There’s Value in Fixed Income – If You Know Where to Look

Are there better alternatives to invest in bonds given today’s fixed income market?

In the current climate, investors have become increasingly concerned that fixed income investments will no longer perform as well as in the past. Some have even begun rotating out the asset class. Four common concerns about fixed income’s ability to generate continued positive returns are:
1. A potential for significant inflation and a rise in interest rates
2. The declining value of the USD
3. Record levels of risk asset supply and level of spreads
4. Low yields, lack of income and the end of the Bull Market in bonds

We will address each of these potential threats and propose a more optimistic outlook for fixed income investors. Including answers that may lie in a new asset class. One with an options overlay strategy.

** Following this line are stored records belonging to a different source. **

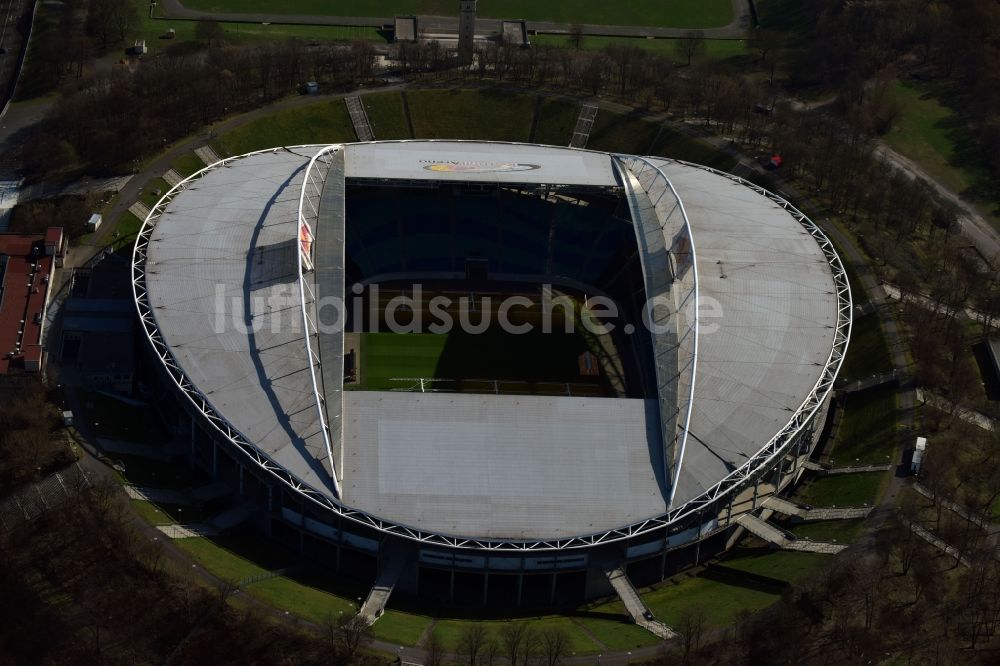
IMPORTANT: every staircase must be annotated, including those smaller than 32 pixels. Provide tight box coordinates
[604,566,677,640]
[736,513,847,555]
[761,495,873,520]
[344,95,375,141]
[358,544,413,625]
[569,104,597,148]
[194,144,222,166]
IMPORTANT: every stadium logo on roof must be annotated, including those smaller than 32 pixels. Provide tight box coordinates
[420,160,542,173]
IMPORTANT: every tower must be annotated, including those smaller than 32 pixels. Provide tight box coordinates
[458,0,476,65]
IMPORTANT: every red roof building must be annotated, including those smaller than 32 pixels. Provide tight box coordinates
[0,227,63,375]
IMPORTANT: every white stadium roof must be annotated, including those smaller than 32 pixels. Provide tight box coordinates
[346,141,620,187]
[137,141,843,540]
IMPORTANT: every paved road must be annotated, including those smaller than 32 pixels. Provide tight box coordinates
[160,0,750,39]
[875,144,1000,266]
[0,0,34,118]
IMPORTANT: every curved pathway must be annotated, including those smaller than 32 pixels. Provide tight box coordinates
[160,0,751,39]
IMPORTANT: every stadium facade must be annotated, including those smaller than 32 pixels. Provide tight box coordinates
[133,141,851,604]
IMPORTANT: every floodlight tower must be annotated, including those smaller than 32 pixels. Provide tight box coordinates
[458,0,476,65]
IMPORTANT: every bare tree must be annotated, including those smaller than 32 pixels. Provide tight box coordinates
[500,621,531,666]
[326,615,372,662]
[677,606,708,663]
[457,622,491,666]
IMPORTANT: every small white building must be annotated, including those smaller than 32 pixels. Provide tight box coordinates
[910,437,927,474]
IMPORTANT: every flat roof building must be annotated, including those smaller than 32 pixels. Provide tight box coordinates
[0,227,62,375]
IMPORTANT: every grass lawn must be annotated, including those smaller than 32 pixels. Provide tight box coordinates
[720,548,831,584]
[111,211,142,254]
[361,92,413,140]
[131,500,211,525]
[170,152,205,177]
[531,35,748,63]
[434,615,600,654]
[372,608,431,645]
[650,127,738,171]
[80,390,167,444]
[885,81,1000,230]
[885,81,986,193]
[139,178,170,209]
[756,0,818,46]
[406,90,534,141]
[642,575,780,627]
[788,519,865,554]
[840,312,892,381]
[247,577,358,623]
[139,0,387,55]
[533,97,580,146]
[109,453,204,488]
[358,329,596,391]
[361,333,448,391]
[587,109,658,155]
[212,99,357,156]
[172,537,268,582]
[795,472,891,506]
[184,0,733,28]
[571,599,660,651]
[829,386,896,467]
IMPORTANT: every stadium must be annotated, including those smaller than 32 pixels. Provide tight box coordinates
[132,140,851,605]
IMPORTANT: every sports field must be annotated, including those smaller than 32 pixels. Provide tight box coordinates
[357,329,602,395]
[182,0,733,28]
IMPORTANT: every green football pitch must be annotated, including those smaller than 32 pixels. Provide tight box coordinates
[353,329,600,393]
[182,0,733,28]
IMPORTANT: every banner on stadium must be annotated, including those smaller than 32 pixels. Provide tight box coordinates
[299,221,313,271]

A Potential for Inflation and a Rise in Rates

The Threat: The influx of cash stimulus into the economy will increase inflation and cause the Federal Reserve to raise rates

In the first quarter of 2020 the U.S. saw one of the greatest growth slips in recorded history, a drop of –31.4%. The U.S. treasury responded by supplying a massive fiscal stimulus package. The Fed introduced an accommodative monetary policy and quantitative easing programs. In a “normal “environment, this combination of enormous economic stimulus, would likely lead to a period of inflation followed by the Federal Reserve raising interest rates.

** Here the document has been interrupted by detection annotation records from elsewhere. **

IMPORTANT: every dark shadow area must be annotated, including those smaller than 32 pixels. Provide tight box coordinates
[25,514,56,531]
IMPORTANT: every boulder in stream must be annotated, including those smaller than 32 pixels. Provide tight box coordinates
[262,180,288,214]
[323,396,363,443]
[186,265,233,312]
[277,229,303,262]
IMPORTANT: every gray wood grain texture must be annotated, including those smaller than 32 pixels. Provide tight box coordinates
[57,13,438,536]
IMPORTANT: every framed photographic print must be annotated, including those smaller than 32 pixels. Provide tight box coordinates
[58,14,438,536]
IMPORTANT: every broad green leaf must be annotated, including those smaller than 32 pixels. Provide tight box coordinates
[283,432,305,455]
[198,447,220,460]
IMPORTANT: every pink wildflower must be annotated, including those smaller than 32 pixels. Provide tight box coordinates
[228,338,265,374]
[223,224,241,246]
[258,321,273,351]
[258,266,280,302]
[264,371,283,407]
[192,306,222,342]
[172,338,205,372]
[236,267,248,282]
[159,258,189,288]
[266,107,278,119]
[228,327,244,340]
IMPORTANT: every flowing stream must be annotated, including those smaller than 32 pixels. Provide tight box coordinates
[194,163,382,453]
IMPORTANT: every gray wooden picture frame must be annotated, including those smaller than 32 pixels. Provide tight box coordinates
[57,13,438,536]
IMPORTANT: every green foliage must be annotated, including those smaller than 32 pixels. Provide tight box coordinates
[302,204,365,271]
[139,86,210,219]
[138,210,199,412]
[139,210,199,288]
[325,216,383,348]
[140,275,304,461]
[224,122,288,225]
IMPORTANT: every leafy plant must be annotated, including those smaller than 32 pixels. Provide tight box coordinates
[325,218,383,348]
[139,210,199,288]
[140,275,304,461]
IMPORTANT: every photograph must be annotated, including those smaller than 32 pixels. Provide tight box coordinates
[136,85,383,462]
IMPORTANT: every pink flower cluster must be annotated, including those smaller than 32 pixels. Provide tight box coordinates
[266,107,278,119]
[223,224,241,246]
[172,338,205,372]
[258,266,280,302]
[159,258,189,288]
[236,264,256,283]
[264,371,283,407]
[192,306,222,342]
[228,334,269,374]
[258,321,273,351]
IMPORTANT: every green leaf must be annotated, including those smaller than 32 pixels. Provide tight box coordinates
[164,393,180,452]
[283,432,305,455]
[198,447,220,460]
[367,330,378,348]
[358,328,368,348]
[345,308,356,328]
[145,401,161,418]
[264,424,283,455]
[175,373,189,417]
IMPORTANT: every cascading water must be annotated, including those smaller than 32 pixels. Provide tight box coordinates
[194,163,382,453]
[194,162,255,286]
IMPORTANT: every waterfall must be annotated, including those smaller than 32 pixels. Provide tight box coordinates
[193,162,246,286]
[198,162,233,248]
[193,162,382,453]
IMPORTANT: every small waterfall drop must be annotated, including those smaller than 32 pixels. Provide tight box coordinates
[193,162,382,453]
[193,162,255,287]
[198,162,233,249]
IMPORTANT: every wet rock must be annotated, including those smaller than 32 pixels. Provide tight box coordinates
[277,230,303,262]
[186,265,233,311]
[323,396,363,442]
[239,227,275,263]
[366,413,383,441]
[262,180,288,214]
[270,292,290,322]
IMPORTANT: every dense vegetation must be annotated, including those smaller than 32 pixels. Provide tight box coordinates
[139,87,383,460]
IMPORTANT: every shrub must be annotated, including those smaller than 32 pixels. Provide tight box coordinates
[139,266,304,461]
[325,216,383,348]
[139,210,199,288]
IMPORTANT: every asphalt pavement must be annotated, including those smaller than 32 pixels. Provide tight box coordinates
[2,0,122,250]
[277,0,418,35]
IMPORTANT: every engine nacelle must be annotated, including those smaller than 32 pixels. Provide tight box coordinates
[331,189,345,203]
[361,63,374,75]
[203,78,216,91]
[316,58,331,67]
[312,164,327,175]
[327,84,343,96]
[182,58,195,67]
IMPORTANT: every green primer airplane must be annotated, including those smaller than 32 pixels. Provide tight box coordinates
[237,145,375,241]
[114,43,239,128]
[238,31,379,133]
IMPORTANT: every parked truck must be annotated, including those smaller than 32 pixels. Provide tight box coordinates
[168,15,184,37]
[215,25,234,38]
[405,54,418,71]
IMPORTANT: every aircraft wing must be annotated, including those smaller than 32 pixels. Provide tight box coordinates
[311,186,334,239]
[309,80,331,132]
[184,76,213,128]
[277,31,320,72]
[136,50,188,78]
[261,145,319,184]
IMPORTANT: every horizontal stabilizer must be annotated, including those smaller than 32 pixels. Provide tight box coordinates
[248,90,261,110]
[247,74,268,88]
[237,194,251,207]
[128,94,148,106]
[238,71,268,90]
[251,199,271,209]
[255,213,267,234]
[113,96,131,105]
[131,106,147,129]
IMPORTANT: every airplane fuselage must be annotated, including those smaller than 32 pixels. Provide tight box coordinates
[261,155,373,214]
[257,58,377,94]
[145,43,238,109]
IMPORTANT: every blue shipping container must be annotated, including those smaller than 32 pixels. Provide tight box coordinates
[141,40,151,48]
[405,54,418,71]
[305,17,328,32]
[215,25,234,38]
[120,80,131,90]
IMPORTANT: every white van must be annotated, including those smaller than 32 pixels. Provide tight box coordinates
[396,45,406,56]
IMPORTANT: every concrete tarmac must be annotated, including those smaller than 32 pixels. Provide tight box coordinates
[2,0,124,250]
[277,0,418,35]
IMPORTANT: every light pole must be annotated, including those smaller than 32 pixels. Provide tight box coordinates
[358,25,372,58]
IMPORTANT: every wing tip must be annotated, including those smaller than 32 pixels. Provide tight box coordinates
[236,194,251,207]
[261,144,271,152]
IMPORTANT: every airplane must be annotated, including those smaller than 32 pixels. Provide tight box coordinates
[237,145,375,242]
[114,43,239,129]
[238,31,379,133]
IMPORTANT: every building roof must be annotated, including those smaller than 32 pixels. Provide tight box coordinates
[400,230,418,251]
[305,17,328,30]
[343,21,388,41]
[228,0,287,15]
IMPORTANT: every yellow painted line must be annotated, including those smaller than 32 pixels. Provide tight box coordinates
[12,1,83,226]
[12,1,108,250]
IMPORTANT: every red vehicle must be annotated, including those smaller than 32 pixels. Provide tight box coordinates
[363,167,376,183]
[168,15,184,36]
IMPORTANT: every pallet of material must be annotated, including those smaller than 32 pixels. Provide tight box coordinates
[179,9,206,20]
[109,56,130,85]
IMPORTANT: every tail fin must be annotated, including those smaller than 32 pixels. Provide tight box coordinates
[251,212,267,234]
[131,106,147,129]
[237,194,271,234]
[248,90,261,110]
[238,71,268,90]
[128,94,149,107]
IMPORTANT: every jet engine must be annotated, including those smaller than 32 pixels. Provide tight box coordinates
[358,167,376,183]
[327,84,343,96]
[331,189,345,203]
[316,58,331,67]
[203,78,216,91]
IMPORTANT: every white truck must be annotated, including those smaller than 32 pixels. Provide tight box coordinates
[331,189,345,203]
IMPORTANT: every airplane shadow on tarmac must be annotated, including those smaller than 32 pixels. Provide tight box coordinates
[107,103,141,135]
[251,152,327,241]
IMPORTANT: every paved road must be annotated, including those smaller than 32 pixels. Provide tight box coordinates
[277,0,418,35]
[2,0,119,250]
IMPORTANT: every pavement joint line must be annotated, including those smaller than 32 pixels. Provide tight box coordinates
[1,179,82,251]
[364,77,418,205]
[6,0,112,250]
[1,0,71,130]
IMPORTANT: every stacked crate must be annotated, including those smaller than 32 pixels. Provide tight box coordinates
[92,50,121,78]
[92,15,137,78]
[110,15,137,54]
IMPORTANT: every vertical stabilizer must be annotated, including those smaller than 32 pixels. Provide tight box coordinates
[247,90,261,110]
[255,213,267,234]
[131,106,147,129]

The Outlook: The stimulus is unlikely to affect inflation or rates significantly

The reality is that there has not been any persistent price pressure. On the surface, the Treasury and Fed’s response may seem like a recipe for a potential increase in inflation. However, when compared to the swiftness and severity of the recession that followed the global economic shutdown signals that it’s highly unlikely that the outcome from these extraordinary policies would be so. Consensus GDP forecasts indicate that we will not see year-over-year GDP growth until Q2 2021 and the Federal Reserve’s own ‘Dot Plots3’ indicator shows no change in rates until 2023.

Source: Bloomberg

Price changes have been stubbornly low since mid-2007, including the Great Financial Crisis (highlighted by the circle above), where the average inflation rate over that time was 1.8%.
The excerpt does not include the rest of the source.